The map illustrates flows and relationships connecting the different mining areas in the surroundings of Kampti (southwestern Burkina Faso). Areas are specialized in different stages of production (excavation, processing, sale): miners and materials move between them and also travel to the nearest villages and towns.
Housing units in secco (straw) for miners in Bantara
A group of miners resting near a shaft after spending the night digging underground, while the second team started its shift. Site named “Hong-Kong” (likening the shape of the shafts to architecture in Hong Kong), currently area of “Line waafo” (snake-sized line, also referring to the shape of the gold vein).
A manual weighing scale used to weigh gold.
Three-wheel cargo motorcycles are easy to maneuver and facilitate a rapid transport of the rock from extraction areas to processing sites. In Guinea they are called katakata, possibly after the noise produced by their passage. Here, an association of katakata drivers and sellers.
In Burkina Faso three-wheel cargo motorcycles are called Apsonic. In the dry Sahel region, they are often used to transport water to sites where gold is processed.
A Chinese engine, cooled down through the water in the barrel on its left. Import of machines and chemical products is essential for, and fueled by, technological innovation in ASGM economies.
There is a strong Chinese presence in Ghana’s gold mining: Chinese engineers, Chinese materials, Chinese shops with equipment are very visible near mines. Here, Chinese engineers build new infrastructure with materials that have just arrived from China.
Chinese business in and around mining is booming. The two Chinese women sell equipment, and since they have not been in Ghana long they speak in signs or use Google translate to talk to visitors.
Portable metal detectors (first brought to Guinea in the late 2000s by an Australian company and later popularized by cheaper reproductions) increased the flexibility of miners, allowing them to move around in small teams in search of new deposits. They can also be used to inspect the extracted ore.

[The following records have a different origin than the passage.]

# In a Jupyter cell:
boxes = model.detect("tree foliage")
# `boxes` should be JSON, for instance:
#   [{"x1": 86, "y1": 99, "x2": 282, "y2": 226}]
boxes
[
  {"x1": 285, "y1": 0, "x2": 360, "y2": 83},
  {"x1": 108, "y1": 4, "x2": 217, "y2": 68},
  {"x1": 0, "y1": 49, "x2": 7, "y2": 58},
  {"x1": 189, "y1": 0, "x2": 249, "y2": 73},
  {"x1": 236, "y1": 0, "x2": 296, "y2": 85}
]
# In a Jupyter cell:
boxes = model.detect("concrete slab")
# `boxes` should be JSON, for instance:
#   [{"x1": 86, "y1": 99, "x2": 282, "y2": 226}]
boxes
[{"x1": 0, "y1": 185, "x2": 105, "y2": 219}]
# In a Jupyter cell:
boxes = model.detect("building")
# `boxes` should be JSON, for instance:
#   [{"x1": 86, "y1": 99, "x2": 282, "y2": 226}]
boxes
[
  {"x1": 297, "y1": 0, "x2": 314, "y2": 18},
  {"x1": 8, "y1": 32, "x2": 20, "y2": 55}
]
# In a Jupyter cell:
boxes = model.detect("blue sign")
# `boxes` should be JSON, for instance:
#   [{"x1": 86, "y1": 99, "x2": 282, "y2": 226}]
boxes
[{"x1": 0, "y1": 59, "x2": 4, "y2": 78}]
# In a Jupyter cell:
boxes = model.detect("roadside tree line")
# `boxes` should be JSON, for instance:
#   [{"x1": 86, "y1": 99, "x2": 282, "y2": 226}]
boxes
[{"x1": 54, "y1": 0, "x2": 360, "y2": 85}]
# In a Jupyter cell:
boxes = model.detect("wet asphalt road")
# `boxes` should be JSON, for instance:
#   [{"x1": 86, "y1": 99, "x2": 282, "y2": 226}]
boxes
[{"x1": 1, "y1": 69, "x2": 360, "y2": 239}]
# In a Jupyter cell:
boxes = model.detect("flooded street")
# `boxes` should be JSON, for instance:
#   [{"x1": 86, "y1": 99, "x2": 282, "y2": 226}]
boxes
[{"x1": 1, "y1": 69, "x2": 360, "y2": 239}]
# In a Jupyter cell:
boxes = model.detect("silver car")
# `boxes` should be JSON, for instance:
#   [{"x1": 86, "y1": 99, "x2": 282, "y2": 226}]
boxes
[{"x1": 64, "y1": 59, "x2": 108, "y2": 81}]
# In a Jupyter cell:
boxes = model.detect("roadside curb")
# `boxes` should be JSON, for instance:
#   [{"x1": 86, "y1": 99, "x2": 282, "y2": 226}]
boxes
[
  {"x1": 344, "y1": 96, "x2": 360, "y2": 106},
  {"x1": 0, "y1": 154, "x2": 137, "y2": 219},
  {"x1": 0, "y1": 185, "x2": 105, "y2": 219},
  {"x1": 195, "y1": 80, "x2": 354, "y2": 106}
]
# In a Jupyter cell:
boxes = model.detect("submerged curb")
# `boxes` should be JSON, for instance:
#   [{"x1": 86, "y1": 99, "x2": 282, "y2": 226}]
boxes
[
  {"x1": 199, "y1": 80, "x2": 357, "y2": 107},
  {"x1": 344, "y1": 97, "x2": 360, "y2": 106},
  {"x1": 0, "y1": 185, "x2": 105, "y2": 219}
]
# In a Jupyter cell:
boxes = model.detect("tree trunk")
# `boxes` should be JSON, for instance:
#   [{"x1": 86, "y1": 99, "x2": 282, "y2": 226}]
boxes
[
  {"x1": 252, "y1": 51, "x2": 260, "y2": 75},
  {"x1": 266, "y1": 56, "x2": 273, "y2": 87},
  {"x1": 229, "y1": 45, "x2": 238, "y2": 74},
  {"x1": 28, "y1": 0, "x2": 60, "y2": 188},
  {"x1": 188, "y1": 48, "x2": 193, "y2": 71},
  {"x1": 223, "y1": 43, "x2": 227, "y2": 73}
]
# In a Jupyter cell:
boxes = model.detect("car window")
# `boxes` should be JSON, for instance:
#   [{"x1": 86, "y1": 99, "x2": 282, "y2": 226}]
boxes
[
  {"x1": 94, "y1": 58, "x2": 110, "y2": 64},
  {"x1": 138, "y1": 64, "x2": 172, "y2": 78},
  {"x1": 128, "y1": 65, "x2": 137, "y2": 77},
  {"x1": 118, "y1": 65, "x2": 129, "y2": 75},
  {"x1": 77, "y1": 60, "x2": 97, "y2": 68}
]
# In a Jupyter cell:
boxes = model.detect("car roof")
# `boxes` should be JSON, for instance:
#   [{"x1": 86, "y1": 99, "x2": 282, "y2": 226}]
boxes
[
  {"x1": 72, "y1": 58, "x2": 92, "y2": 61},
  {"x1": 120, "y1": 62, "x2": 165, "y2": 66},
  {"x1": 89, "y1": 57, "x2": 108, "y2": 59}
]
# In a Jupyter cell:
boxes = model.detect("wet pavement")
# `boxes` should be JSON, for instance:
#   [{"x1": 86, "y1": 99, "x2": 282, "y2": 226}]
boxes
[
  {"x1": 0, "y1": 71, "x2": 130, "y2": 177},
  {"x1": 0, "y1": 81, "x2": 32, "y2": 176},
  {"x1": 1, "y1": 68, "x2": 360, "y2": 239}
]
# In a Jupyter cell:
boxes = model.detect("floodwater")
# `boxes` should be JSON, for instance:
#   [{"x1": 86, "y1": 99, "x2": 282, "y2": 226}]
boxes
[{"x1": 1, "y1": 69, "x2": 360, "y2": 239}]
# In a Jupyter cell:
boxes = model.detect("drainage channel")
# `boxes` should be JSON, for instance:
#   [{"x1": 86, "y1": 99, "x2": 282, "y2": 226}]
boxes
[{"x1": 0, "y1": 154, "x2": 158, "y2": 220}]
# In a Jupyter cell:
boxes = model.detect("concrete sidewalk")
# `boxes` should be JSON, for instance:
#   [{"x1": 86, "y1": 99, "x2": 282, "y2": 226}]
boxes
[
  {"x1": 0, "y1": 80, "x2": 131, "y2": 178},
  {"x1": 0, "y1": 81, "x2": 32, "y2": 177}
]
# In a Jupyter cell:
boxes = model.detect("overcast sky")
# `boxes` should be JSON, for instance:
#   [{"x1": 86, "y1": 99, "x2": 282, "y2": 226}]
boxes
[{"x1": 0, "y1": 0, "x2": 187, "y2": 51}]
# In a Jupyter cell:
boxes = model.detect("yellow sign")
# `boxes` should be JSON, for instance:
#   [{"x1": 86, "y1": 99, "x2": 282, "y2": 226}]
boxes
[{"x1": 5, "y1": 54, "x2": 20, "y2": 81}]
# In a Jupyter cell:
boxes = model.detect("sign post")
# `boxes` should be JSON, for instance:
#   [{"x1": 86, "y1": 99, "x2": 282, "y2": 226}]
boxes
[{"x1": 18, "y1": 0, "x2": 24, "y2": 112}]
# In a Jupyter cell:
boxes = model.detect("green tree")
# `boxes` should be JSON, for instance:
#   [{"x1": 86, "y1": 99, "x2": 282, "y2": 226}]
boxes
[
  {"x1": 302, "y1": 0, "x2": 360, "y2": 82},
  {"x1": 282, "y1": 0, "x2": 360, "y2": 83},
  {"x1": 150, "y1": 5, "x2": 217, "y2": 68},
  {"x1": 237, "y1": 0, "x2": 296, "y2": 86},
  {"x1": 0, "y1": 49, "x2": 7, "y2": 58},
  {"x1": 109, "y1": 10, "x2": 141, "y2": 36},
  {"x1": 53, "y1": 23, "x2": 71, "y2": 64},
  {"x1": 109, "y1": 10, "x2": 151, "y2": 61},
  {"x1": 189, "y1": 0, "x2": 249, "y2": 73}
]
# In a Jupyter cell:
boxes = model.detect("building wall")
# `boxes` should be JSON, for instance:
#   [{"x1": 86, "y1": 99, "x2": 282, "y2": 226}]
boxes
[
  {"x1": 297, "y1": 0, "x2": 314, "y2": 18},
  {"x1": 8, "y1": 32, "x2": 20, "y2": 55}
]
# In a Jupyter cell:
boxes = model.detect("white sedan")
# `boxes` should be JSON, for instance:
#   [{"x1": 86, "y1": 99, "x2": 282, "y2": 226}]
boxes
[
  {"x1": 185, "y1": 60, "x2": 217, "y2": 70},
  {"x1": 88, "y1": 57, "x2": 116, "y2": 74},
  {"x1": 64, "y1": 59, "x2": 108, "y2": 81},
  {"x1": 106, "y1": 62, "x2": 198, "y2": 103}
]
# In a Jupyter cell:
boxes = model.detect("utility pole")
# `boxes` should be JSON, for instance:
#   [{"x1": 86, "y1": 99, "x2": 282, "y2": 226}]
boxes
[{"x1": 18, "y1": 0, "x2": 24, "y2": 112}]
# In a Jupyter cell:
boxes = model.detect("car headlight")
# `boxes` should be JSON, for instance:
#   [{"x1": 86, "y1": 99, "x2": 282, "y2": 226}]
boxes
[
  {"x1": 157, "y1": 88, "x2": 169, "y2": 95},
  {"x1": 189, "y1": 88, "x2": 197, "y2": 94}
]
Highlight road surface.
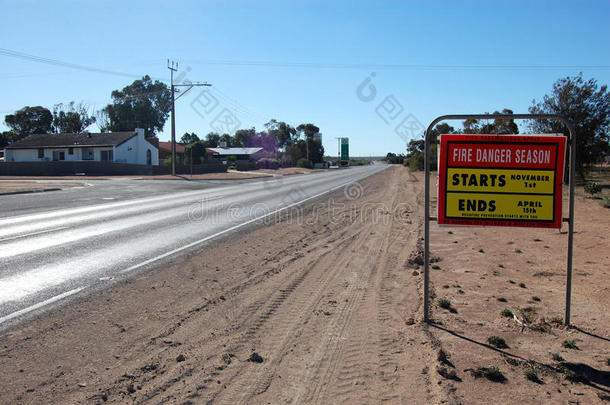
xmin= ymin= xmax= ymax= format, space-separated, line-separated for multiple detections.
xmin=0 ymin=165 xmax=386 ymax=329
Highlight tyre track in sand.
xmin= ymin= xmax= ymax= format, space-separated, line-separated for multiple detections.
xmin=213 ymin=198 xmax=381 ymax=404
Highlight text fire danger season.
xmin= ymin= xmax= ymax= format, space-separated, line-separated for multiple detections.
xmin=438 ymin=134 xmax=567 ymax=228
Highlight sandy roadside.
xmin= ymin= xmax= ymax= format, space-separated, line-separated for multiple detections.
xmin=0 ymin=166 xmax=607 ymax=404
xmin=424 ymin=169 xmax=610 ymax=404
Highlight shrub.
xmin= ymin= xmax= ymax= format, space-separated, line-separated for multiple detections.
xmin=517 ymin=307 xmax=538 ymax=324
xmin=501 ymin=308 xmax=513 ymax=318
xmin=601 ymin=195 xmax=610 ymax=208
xmin=406 ymin=151 xmax=424 ymax=171
xmin=563 ymin=369 xmax=588 ymax=383
xmin=471 ymin=366 xmax=506 ymax=382
xmin=436 ymin=297 xmax=451 ymax=309
xmin=228 ymin=164 xmax=236 ymax=170
xmin=487 ymin=336 xmax=509 ymax=349
xmin=257 ymin=158 xmax=281 ymax=169
xmin=524 ymin=368 xmax=540 ymax=383
xmin=551 ymin=353 xmax=564 ymax=362
xmin=563 ymin=340 xmax=579 ymax=350
xmin=584 ymin=181 xmax=602 ymax=196
xmin=221 ymin=353 xmax=234 ymax=365
xmin=484 ymin=366 xmax=505 ymax=382
xmin=296 ymin=158 xmax=313 ymax=169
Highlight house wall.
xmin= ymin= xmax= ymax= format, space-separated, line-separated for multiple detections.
xmin=114 ymin=136 xmax=138 ymax=164
xmin=5 ymin=149 xmax=39 ymax=162
xmin=5 ymin=147 xmax=114 ymax=162
xmin=115 ymin=129 xmax=158 ymax=165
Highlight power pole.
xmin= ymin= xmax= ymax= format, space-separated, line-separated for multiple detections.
xmin=168 ymin=59 xmax=212 ymax=176
xmin=168 ymin=60 xmax=178 ymax=176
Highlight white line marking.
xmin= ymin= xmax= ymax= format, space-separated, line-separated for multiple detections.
xmin=0 ymin=287 xmax=85 ymax=325
xmin=0 ymin=226 xmax=69 ymax=243
xmin=120 ymin=173 xmax=381 ymax=274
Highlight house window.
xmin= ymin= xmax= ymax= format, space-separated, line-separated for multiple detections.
xmin=101 ymin=150 xmax=113 ymax=162
xmin=52 ymin=151 xmax=65 ymax=161
xmin=82 ymin=148 xmax=94 ymax=160
xmin=146 ymin=149 xmax=152 ymax=165
xmin=38 ymin=148 xmax=44 ymax=159
xmin=68 ymin=148 xmax=74 ymax=155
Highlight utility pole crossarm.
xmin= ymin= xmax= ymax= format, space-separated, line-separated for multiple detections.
xmin=174 ymin=82 xmax=212 ymax=101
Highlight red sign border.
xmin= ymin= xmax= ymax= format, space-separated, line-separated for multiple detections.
xmin=437 ymin=134 xmax=567 ymax=228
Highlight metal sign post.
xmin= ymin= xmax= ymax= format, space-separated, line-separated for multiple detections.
xmin=423 ymin=114 xmax=576 ymax=325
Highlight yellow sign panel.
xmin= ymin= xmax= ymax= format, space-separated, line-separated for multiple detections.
xmin=446 ymin=193 xmax=555 ymax=221
xmin=446 ymin=168 xmax=555 ymax=194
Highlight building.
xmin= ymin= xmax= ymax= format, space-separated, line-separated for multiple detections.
xmin=205 ymin=147 xmax=263 ymax=161
xmin=158 ymin=142 xmax=186 ymax=165
xmin=3 ymin=128 xmax=159 ymax=165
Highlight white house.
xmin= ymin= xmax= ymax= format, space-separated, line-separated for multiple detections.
xmin=3 ymin=128 xmax=159 ymax=165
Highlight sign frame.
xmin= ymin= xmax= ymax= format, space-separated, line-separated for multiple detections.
xmin=437 ymin=134 xmax=567 ymax=228
xmin=423 ymin=114 xmax=576 ymax=325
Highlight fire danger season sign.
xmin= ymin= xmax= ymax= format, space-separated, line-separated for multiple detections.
xmin=438 ymin=134 xmax=567 ymax=228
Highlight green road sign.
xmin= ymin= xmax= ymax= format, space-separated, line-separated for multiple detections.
xmin=340 ymin=138 xmax=349 ymax=162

Chinese have recently introduced a new way of powdering ore: a wet pan grinding mill. Ghanaians expressed admiration at the efficiency, speed and dustfree way of working with this machine.
The jacket of a Ghanaian mine hoist operator who works in a small-scale mine in Tarkwa, Ghana for an operation established as joint venture between Ghanaian and Chinese actors. Since approximately 2006, the Chinese have steadily carved out an important position in the Ghanaian mining sector.
This wagon is descending to collect waste material as part of the process of reopening an abandoned industrial underground mine in Tarkwa, Ghana. Typically, such activities are propelled by the influx of (Chinese) capital and technology in the country´s small-scale mining sector.
Zakari travels regularly from his mining place in northern Ghana to Obuasi in the South, where his parents live. Zakari is building his house here, aspiring to a life with his wife. He is moving his gold to a future elsewhere, from a miner leading a ‘gang’ to a husband taking care of a family.
Zakari in front of his future house. The house, he hopes, will be filled with a family. His T-shirt is spelling out what he should do: ‘Mama must Chop’ refers to the obligation of taking care of children.
Mobility is an important characteristic of gold mining. The residences built on mining sites may testify to temporarity: people may come and go, sites may be abandoned. Mining sites are in flux, but so is gold itself. Gold moves in trade lines from mining sites to jewelers, to consumers, and vaults of banks elsewhere. Before gold matter leaves mining sites, processing the ore also involves moving matters: equipment moves and is often imported from elsewhere. Mining sites are connected to the world at large. They may also be a stepping stone for miners to move upwards and/or outwards. In this series we portray social mobilities of miners to find out what moves them: what are the aspirations in life and where can these be realized?